One evening was spent at this grain silo at a little village, Sept- Saulx. It
was Sunday and even though there seemed to be plenty of people around, nothing
was open.
Even
this little village had a WW1 cemetery, about 3000 graves.
At
various spots on the canals and adjoining parks one finds these old traction
engines as historic displays. This one is at Conde sur Marne and Peter is
checking the rail gauge under it. During the early 20th century the
companies managing some canals installed light railway line along the towpath
and engines like this towed strings of barges. Users of the canal were obliged
to use the tow. The many various companies were absorbed into a subsidiary of
the ONN (Office National de Navigation)
by the CGTVN (Compagnie Generale de Traction sur les Voies Navagables) At its
heyday in the 60’s it operated more than 1100 kilometres of track and 1,700
locomotives.

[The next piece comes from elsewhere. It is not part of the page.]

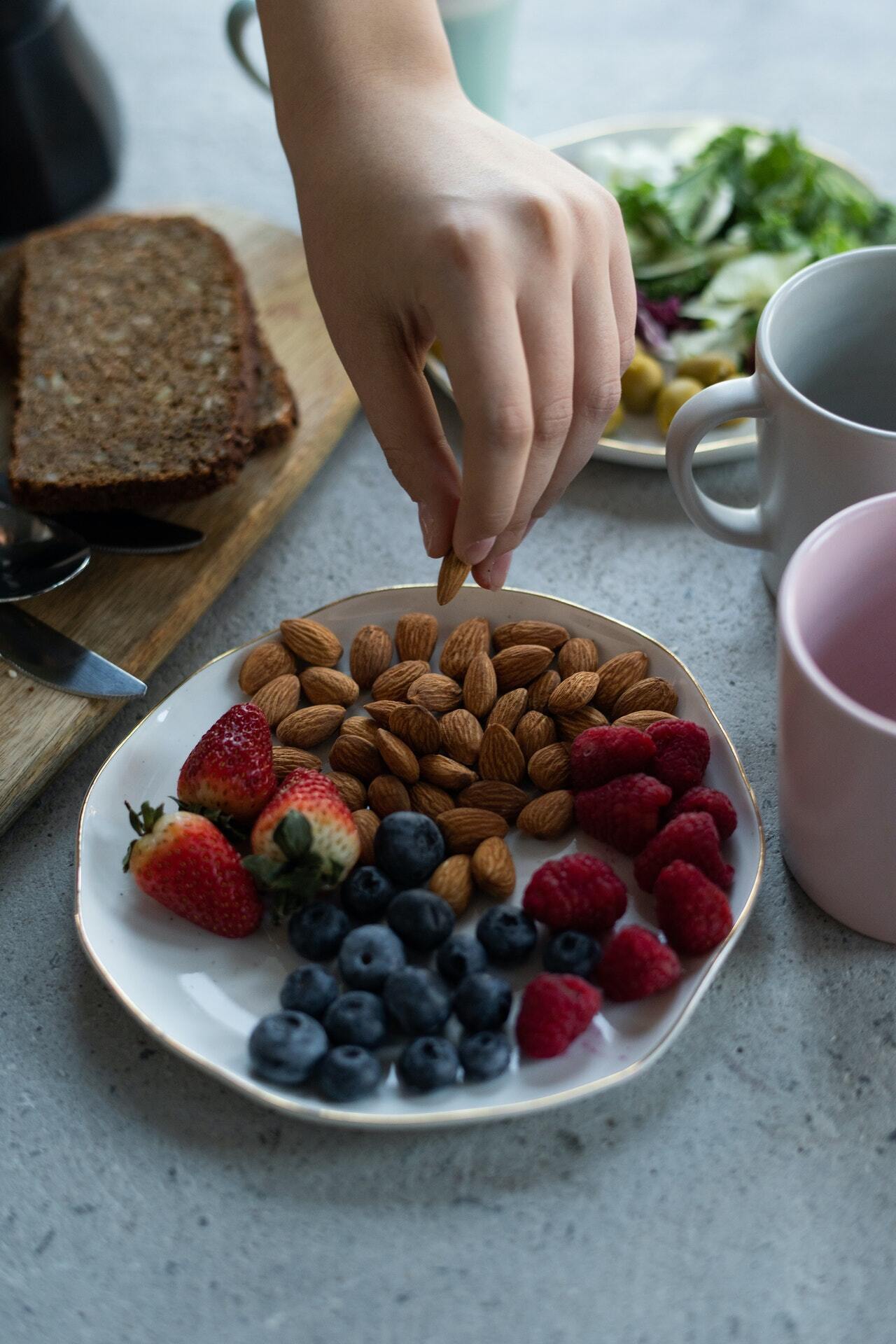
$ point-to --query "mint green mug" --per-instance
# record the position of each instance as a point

The system was electrically powered and interestingly some canals
were equipped with hydro power stations at some locks using overflow water to
generate power to run the system. A truly non-polluting, green freight
transport system - all gone!
We
reached the end of the Lateral a la Marne
at Vitry-le-Francois, tied up at a regular mooring spot of ours and went to the
supermarket. The cupboard and fridge needed to be stocked as we were now off up
the Marne a la Saone canal now called
the Champagne to Burgundy Canal.
There
will be more to tell, so we will keep in touch.